About
Synthetic Biology aims to design and manufacture biologically-based devices and systems that do not already exist in the natural world, including the re-design and fabrication of existing biological systems. The Centre for Synthetic Biology and Innovation was established at Imperial College in January 2009 with a grant of around £5m from the UK’s Engineering and Physical Sciences Research Council. Synthetic Biology has as its objective the re-engineering organisms to develop new biological parts, devices, and systems or to redesign existing systems found in nature – for example in the creation of new microorganisms designed for bioremediation to clear pollutants from water supplies, or the engineering of rice or other foodstuffs so that they incorporate specific dietary components such as vitamins, seemed, at that time, to offer countless opportunities for industrial development, harnessing the power of newfound techniques of genetic manipulation to make organism do things that they otherwise would not. However it was immediately clear that such bioengineered organisms may pose risks if released into the environment, some of which were already being imagined in science fiction books.

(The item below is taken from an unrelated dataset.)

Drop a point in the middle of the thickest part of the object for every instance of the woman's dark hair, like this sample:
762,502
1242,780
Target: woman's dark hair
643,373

For these reasons, there was a strong push to incorporate an understanding of potential social and ethical issues ‘upstream’, in the early stages of scientific research and development. The Centre was thus founded on a partnership that had already been formed with social scientists at the BIOS Centre at the LSE, and colleagues from the BIOS centre, including doctoral students funded from the EPRC and related grants, were ‘embedded’ within the synthetic biology research labs at Imperial, and worked closely with the researchers from the early stages. For example, one of the aims of synthetic biology was to create and standardise the tools and devices to make biology easier to engineer and this raised concerns that it could increase the risk of misuse for biowarfare or bioterrorism and this issue was the subject of a number of international workshops and debates organized by BIOS researchers in CSynBI and led to an ongoing concern in BIOS with issues of biosecurity, bioweapons and biosurveillance. A second major focus of work at that time was the attempt to develop biosensors countries that were robust and easy to use in different environments, for example to identify the presence of pathogens in hospital environments or pathogens in food or water supplies in developing countries. BIOS researchers in CSynbI carried out research on the development of synthetic biology in a number of countries, including Japan and China, and worked with the Royal Society on the challenges of international governance of synthetic biology, and collaborated in a number of international workshops and symposia involving the Royal Society and the Royal Academy of Engineering in the UK and their counterparts in the USA and China.
CSynBI was one of the earliest experiments in the UK with what became known as ‘upstream social engagement’, in which social and ethical issues were to shape the actual research strategies and objectives of an emerging technology, rather than being called upon at a late stage to address social and ethical implications, as had been the case in the ELSI (Ethical, Legal and Social Implications) programmes that grew up around the Human Genome Project. CSynBI ran until the end of 2014, when it became part of a larger consortium of UK Synthetic Biology centres at five British universities (Imperial College, Cambridge, Edinburgh, Kings and Newcastle) known as ‘the Flowers Consortium’ after the name of the Flowers building at Imperial College in London in which the strategy was developed, and the BIOS group remained engaged in this work for a further five years working on issues of responsible innovation, translation and commercialization producing working papers, training masters students in synthetic biology and researching actual and potential social, political and ethical issues in the development and commercialization of synthetic biology.